Não sou fã de relatos autobiográficos, confesso. No entanto, existências que se desenrolam em redor de um vórtice de auto-destruição têm o condão de me atrair irresistivelmente.

Foi por esta razão que embarquei nesta leitura. O relato aqui descrito é marcadamente pessoal, oferecendo leituras muito íntimas dos contornos esbatidos que desenham a toxicodependência. Num estilo muito franco, quase cândido por vezes, Burroughs descreve com impactante precisão as pulsões da adição e as interações sociais que as sustentam. O mais comovente para mim foram as suas descrições das tentativas de reabilitação; a desolação resignada que impõe o tom à escrita, espelha de forma muito vívida uma certeza porventura cruel: podem-se deixar as drogas, mas nunca se larga o vício.

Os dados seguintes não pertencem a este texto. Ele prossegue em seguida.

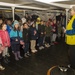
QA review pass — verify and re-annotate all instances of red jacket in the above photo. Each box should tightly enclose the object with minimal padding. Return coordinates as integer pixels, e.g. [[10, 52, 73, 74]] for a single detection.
[[0, 30, 10, 47]]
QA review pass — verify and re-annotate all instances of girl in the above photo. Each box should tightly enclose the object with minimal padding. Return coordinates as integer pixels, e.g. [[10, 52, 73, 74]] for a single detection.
[[0, 24, 10, 70], [10, 20, 22, 60], [64, 6, 75, 69], [23, 23, 30, 57]]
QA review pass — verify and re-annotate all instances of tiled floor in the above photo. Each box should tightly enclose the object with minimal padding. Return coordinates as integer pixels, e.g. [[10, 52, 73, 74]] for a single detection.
[[0, 43, 74, 75]]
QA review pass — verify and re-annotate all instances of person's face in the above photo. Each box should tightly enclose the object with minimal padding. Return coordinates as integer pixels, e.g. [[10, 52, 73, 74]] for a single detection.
[[70, 9, 75, 16], [2, 24, 7, 30], [15, 24, 19, 29]]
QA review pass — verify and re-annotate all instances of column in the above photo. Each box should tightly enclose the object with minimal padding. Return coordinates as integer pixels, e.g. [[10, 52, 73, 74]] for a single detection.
[[66, 9, 69, 25]]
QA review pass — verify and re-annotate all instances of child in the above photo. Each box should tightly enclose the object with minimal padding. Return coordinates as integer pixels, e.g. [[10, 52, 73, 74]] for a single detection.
[[30, 23, 37, 53], [0, 24, 10, 70], [52, 20, 58, 44], [10, 20, 22, 60], [23, 23, 30, 57]]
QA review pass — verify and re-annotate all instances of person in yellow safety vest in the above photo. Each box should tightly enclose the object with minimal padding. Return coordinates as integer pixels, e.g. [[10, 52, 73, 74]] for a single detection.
[[64, 6, 75, 69]]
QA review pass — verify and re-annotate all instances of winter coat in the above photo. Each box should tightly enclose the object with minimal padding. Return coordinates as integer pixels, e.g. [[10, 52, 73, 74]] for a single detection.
[[23, 28, 30, 43], [29, 27, 38, 40], [0, 30, 10, 47], [10, 30, 22, 44]]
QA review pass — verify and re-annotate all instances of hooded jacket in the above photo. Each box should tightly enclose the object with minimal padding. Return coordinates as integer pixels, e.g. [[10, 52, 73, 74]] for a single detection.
[[0, 30, 10, 47], [10, 20, 22, 44]]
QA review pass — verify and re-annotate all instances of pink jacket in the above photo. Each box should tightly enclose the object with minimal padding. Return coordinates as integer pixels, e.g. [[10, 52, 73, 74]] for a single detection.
[[0, 30, 10, 47]]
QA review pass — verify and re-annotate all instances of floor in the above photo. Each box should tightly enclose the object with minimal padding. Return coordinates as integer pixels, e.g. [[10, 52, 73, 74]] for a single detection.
[[0, 39, 74, 75]]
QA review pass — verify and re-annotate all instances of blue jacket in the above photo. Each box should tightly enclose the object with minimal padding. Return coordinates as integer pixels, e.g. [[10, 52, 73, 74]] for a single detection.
[[10, 30, 22, 44]]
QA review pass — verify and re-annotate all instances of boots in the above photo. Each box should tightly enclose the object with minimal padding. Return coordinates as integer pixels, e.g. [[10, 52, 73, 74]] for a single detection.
[[17, 51, 23, 59]]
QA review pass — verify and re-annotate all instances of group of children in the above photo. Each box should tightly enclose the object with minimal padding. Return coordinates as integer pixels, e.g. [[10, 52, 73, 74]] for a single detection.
[[0, 18, 63, 70]]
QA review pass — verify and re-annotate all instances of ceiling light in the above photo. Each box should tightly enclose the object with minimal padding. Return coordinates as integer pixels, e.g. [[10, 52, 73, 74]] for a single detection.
[[35, 0, 69, 3]]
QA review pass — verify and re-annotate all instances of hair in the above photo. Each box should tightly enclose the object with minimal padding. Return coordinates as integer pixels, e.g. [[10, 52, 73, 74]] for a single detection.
[[71, 6, 75, 11]]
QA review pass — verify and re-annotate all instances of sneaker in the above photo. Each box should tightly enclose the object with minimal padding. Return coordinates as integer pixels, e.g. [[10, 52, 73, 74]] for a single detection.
[[0, 65, 5, 70]]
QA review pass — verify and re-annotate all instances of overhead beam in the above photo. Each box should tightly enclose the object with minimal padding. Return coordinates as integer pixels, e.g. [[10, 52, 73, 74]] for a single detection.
[[0, 2, 47, 10]]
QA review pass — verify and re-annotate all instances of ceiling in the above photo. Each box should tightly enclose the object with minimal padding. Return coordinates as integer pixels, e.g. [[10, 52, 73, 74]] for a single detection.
[[0, 0, 75, 10]]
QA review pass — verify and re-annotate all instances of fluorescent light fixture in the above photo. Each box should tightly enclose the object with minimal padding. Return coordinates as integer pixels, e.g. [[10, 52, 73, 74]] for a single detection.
[[35, 0, 69, 3], [0, 2, 18, 6]]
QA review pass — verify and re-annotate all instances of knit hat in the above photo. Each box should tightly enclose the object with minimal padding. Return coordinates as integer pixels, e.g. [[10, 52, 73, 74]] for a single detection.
[[12, 20, 19, 27]]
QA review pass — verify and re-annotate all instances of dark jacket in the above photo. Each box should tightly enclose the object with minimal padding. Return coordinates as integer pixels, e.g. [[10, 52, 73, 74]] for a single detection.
[[30, 27, 38, 40], [38, 24, 45, 37], [23, 28, 30, 43]]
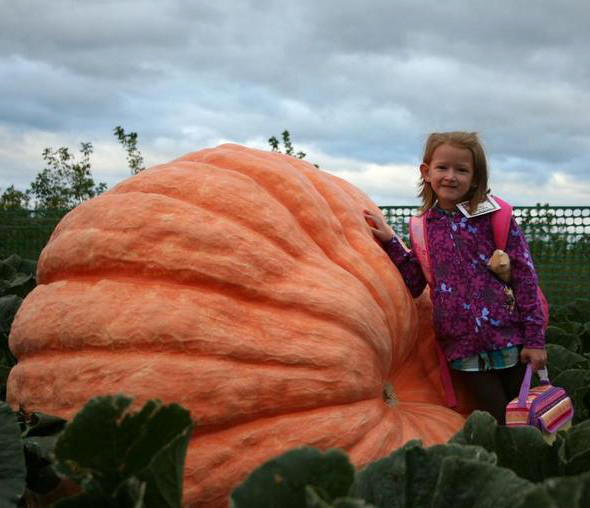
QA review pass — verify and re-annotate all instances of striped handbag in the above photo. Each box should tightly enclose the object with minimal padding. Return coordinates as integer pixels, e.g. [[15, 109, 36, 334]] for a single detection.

Este foi, para mim, o ponto fulcral desta obra: a descrição daquilo que é uma personalidade altamente aditiva e de que forma é que esses traços dominantes de personalidade se podem sobrepôr aos mais primários instintos humanos. Expondo isso, talvez se possa compreender melhor o padrão emocional do vício, tanto quanto já se compreende o padrão bioquímico. E talvez se possa também enfrentar finalmente algumas das mais evidentes fragilidades da natureza humana, em que a ausência de algo por que almejar pode vir a despertar uma subconsciente necessidade de auto-destruição.

Foram reflexões muito interessantes engatilhadas pela narrativa, mas que, ainda assim, não conseguiram impedir algum desapontamento: habituada ao registo de Bukowski e Lucia Berlin, por exemplo, esperava mais ficção e menos relato pessoal. Ou seja, ainda que este tipo de narrativas desperte em mim um certo fascínio, em “Junky” senti necessidade de que a narrativa fosse para além da história, da mera narração dos dias, por forma a melhor concretizar estas mesmas reflexões.

Uma leitura fracturante, talvez, mas não tanto como gostaria.